Suramin (10−5 to 10−4 M) significantly inhibited the growth of meningioma cells in culture. The maximum effect observed was with the higher dose (10−4 M), which resulted in a 40% to 70% reduction in cellular proliferation. This effect was observed in all 15 tumor samples studied and was confirmed by [3H]thymidine uptake. In studies using DNA flow cytometry, suramin inhibited meningioma cell proliferation in five tumor samples by arresting cells in the S and G2/M phases of the cell cycle. Growth factor (EGF, IGF-I, and PDGF-BB)—induced cell proliferation was completely abolished in five tumor samples when 10−4 M suramin was applied to meningioma cells. Western blot analysis of three tumor samples showed that the intracellular PDGF-BB content of meningioma cells was significantly reduced after treating the cells with 10−4 M suramin. Binding of iodinated growth factors (that is, [125I]EGF, [125I]IGF-I, and [125I]PDGF-BB) to their receptor sites was prevented by suramin in a dose-dependent manner in 10 meningioma membrane fractions. Lowering of the intracellular PDGF content and prevention of extracellular growth factor receptor binding demonstrates that suramin disrupts autocrine loops and paracrine growth stimulation in meningioma tissue.

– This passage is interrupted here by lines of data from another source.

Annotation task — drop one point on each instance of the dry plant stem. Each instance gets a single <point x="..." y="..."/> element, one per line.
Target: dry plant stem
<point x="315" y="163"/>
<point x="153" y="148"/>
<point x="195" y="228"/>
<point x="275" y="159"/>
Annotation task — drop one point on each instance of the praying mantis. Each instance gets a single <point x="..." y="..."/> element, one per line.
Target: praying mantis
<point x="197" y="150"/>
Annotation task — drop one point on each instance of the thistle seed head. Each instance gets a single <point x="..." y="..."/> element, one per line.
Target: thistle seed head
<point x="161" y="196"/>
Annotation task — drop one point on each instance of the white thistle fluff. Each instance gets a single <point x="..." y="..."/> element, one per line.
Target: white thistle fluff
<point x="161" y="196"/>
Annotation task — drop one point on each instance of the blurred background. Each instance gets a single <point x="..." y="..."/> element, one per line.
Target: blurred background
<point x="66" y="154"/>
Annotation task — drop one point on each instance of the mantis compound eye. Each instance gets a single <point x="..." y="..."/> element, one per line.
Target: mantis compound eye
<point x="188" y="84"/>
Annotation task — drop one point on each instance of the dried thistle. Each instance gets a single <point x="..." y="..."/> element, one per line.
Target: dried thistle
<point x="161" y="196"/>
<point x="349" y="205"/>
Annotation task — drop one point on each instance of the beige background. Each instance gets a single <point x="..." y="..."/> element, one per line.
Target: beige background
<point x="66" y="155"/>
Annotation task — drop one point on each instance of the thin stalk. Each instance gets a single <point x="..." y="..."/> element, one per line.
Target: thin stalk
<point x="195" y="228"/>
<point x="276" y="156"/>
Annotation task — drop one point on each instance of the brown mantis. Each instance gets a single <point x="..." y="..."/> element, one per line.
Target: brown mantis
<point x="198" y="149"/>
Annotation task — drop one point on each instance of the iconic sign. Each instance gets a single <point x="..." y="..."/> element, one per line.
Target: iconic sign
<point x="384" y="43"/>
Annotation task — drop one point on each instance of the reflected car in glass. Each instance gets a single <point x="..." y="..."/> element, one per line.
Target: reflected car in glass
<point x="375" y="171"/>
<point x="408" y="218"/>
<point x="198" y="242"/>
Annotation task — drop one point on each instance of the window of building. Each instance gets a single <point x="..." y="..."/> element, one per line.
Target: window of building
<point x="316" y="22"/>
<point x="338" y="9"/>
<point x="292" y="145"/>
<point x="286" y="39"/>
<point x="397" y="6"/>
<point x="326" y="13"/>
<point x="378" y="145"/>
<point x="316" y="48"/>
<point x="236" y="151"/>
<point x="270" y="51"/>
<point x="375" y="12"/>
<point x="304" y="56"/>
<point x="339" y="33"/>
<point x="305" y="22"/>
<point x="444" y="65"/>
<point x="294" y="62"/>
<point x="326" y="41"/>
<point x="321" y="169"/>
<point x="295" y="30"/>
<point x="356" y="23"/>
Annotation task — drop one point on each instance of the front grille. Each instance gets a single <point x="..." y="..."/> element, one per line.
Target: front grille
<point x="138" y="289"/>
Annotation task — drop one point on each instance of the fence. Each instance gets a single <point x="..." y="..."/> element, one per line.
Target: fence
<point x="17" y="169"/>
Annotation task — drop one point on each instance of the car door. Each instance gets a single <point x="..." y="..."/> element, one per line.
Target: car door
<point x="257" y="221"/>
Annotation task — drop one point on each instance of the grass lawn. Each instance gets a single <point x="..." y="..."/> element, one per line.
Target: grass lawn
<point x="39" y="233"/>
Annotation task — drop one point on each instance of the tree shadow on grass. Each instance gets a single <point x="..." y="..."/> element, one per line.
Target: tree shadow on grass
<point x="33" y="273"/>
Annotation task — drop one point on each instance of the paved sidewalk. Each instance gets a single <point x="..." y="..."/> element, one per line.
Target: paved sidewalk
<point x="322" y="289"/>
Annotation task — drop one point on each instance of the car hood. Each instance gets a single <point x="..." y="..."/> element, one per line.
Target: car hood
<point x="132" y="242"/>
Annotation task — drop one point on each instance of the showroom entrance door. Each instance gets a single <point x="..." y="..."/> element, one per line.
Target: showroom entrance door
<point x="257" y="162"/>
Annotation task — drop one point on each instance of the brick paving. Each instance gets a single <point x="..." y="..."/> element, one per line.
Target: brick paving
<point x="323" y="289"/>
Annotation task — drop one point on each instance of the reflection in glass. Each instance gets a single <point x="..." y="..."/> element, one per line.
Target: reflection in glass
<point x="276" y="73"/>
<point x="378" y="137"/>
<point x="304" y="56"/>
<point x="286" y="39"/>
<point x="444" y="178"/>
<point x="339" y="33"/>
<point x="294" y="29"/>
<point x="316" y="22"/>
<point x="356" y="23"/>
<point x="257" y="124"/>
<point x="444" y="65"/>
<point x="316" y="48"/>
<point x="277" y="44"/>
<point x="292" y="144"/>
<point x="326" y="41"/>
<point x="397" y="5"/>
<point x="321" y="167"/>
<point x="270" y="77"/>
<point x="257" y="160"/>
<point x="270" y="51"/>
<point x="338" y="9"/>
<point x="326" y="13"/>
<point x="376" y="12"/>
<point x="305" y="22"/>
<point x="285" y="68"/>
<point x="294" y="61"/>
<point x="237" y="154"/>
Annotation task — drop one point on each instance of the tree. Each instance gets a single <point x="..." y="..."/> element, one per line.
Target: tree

These data provide evidence that growth of cerebral meningiomas in culture is strongly inhibited by suramin at a concentration of 10−4 M. Suramin acts as a scavenger neutralizing exogenous growth factors; thus it can interrupt autocrine loops and paracrine stimulation of human meningioma cell growth. The evidence favors suramin as a therapeutic option for controlling meningioma proliferation in patients with inoperable and recurrent high-grade meningiomas.